Aryan Khan and seven others, however, will spend the night in NCB custody due to no COVID-19 report and because prison authorities do not admit inmates after 6 pm.

A picture of Aryan Khan being taken to court by an NCB official PTI
news Crime Thursday, October 07, 2021 - 19:33

Aryan Khan, son of Bollywood actor Shahrukh Khan, along with all the other accused in the narcotics case has been sent to judicial custody by a Mumbai court in the narcotics case. The court rejected the Narcotics Control Bureau’s (NCB) application for their custody. However, in the absence of the mandatory COVID-19 report and the rule that inmates will not be admitted after 6 pm, Aryan and others will be kept in the NCB office for the night.

Since they have been sent to judicial custody, the legal counsel of Aryan Khan moved the court seeking interim bail on Friday. The magistrate will hear the interim bail application on Friday, October 8, at 11 am. Aryan Khan and seven others were produced before the court on Thursday, October 7. The NCB had sought custody of Aryan Khan and seven others until October 11. The prosecutor argued that custody of all the accused are needed to establish the entire gang operating, reported Live Law. 

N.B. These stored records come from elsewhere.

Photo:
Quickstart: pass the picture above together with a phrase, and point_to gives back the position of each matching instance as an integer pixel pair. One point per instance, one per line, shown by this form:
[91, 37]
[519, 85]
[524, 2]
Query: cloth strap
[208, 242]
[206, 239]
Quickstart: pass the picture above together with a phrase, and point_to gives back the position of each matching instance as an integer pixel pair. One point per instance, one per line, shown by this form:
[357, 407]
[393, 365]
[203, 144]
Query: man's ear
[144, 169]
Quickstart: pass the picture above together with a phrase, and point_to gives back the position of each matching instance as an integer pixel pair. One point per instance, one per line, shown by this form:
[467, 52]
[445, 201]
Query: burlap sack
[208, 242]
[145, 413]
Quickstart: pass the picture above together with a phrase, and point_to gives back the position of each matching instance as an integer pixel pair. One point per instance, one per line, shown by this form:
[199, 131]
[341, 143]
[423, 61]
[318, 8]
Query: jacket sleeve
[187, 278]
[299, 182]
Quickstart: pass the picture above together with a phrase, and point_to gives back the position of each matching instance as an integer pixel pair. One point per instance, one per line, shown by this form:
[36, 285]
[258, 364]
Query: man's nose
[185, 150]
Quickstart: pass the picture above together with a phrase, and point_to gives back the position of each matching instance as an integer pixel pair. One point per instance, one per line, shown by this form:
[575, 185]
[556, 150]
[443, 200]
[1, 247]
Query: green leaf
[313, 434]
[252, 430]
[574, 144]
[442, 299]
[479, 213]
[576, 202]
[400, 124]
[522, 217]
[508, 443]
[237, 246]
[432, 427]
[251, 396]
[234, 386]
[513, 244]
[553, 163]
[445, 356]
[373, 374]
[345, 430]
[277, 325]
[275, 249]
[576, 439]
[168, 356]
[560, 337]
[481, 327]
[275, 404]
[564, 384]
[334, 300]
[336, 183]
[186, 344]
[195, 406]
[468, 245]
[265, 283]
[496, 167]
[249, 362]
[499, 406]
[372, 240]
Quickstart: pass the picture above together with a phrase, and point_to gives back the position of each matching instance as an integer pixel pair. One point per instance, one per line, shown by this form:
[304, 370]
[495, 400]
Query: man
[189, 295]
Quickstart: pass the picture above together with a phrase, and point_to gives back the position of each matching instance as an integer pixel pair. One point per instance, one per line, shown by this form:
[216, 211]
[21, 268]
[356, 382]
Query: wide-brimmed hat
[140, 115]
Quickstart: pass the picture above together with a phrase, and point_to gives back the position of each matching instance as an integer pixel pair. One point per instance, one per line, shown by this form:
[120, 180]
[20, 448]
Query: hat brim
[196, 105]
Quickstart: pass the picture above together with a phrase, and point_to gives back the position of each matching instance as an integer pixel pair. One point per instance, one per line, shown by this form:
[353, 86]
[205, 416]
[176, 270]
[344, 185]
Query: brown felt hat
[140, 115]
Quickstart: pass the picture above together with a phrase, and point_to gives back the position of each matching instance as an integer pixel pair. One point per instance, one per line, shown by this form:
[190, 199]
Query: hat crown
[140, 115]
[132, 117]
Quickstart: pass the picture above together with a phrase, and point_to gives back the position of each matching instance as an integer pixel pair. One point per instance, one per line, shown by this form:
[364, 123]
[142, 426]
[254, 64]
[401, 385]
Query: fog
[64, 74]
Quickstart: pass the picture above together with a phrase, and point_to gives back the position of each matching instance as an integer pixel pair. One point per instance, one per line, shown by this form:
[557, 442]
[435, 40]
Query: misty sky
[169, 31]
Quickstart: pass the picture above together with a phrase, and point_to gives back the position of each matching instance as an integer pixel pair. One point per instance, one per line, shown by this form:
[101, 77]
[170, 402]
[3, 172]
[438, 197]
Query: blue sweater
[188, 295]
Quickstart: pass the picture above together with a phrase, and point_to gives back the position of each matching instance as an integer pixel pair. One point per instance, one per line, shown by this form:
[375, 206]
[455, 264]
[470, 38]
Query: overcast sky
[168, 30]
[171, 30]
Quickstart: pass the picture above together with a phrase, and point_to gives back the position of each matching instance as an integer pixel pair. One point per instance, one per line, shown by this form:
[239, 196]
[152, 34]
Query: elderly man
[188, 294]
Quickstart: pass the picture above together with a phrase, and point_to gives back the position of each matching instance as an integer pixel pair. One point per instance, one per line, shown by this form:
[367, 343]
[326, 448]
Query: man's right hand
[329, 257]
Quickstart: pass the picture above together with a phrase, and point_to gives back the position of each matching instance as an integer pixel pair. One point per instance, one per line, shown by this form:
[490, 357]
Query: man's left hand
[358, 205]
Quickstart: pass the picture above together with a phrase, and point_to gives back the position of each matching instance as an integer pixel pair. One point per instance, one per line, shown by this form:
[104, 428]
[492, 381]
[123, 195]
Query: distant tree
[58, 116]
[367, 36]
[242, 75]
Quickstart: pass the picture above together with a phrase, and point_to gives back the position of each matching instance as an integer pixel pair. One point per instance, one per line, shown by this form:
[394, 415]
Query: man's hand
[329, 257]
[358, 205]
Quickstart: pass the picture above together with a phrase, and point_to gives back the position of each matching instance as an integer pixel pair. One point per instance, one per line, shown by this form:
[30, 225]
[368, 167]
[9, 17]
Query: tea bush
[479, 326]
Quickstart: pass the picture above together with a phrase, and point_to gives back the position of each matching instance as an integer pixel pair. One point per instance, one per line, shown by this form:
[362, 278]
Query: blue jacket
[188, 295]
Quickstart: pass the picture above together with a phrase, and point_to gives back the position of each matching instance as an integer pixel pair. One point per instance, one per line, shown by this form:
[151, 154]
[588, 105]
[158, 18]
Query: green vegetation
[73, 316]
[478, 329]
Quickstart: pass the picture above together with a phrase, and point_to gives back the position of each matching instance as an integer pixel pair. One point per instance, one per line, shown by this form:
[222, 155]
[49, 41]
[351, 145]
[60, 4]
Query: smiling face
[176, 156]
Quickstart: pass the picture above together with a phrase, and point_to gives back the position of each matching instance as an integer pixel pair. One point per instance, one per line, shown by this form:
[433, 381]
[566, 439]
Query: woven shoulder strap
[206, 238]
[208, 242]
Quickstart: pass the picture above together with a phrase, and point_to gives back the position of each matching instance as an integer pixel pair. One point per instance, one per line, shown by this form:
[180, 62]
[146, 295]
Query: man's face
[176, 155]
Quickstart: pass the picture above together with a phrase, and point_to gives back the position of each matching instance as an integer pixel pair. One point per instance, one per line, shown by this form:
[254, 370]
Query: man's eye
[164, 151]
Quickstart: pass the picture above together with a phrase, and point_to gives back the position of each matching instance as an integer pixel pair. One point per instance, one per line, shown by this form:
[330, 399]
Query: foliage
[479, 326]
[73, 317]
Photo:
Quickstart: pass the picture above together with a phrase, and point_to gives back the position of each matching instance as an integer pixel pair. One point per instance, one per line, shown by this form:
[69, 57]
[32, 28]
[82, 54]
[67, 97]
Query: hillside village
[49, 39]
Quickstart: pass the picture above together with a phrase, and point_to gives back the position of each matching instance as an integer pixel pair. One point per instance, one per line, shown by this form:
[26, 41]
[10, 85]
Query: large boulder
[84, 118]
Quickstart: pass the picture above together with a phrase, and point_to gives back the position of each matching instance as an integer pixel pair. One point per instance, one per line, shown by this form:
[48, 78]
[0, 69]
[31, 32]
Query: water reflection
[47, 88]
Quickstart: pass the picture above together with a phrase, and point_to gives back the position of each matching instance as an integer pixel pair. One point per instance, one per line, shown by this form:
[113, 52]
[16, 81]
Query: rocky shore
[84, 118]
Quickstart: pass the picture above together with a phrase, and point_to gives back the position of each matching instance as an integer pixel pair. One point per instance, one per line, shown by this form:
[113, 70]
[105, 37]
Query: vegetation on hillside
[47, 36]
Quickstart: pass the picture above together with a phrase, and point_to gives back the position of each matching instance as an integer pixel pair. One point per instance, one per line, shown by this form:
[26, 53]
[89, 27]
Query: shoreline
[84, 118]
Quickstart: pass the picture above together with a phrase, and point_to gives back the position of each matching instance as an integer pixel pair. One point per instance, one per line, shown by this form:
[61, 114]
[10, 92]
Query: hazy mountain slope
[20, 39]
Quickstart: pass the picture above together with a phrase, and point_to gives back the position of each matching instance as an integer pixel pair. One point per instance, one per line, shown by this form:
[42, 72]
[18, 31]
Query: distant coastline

The judge, hearing both sides of the arguments, said that custodial interrogation of Aryan Khan is not necessary. Appearing for Aryan Khan, advocate Satish Maneshinde said he was invited to the cruise ship to bring glamour to the event, but that he had no connection to the organisers. 

Pointing out that Aryan had agreed to one day’s remand on October 3, his counsel however argued that confrontation with the others arrested cannot be grounds for remand to custody. Maneshinde further argued that there were no drugs found on Aryan Khan and he was only interrogated on the basis of his chats, reported Bar and Bench. Furthermore, he can be confronted with Achit Kumar, another accused, even after being granted bail, said his counsel, who added that Aryan did not have any connection to the other arrested.  

“Humble submission is that they keep saying that they have to reach the 'main accused.' He (Aryan) cannot be held hostage till they find the main accused,” said Maneshinde, as reported by Bar and Bench. 

Meanwhile, Achit Kumar, who allegedly supplied drugs to Aryan Khan, was remanded to custody until Saturday, October 9. His bail plea has been kept in abeyance till his custody. Achit Kumar was allegedly named by Aryan Khan and Arbaz Merchant. According to NCB, Achit Kumar is allegedly part of a ganja trafficking network and 2.6 grams of ganja had been recovered from him. However, Achit’s lawyer argued that the NCB was lying, that he is not part of any network, and he has only been charged with consumption.  

Aryan Khan and seven others were detained late Saturday, October 2 night by NCB sleuths after they raided a cruise ship on its way from Mumbai to Goa. According to the Narcotics Control Bureau, an `event' had been organised on the ship, where drugs were allegedly being consumed. The NCB team, led by its zonal director Sameer Wankhede, raided the Goa-bound ship on Saturday evening based on a tip-off that a party was scheduled onboard. 

The sleuths seized 13 grams of cocaine, five grams of MD, 21 grams of charas and 22 pills of ecstasy and Rs 1.33 lakh. The NCB has so far arrested 16 people since the raid on the ship on October 2. 

Besides Aryan Khan, the arrested are identified as Munmun Dhamecha, Arbaaz Merchant, Ismeet Singh, Mohak Jaswal, Gomit Chopra, Nupur Sarika, and Vikrant Chhokar,.

Aryan Khan has been booked under sections 27 (punishment for consumption of any narcotic drug or psychotropic substance), 8C (produce, manufacture, possess, sell or purchase of drugs) and other relevant provisions of the Narcotics Drugs and Psychotropic Substances Act (NDPS).

Aryan was denied bail on Monday and sent to custody until Thursday by a Mumbai court. However, in the absence of the mandatory COVID-19 report and the rule that inmates will not be admitted after 6 pm, Aryan and others will continue to be in the NCB custody until tomorrow, Friday, October 8.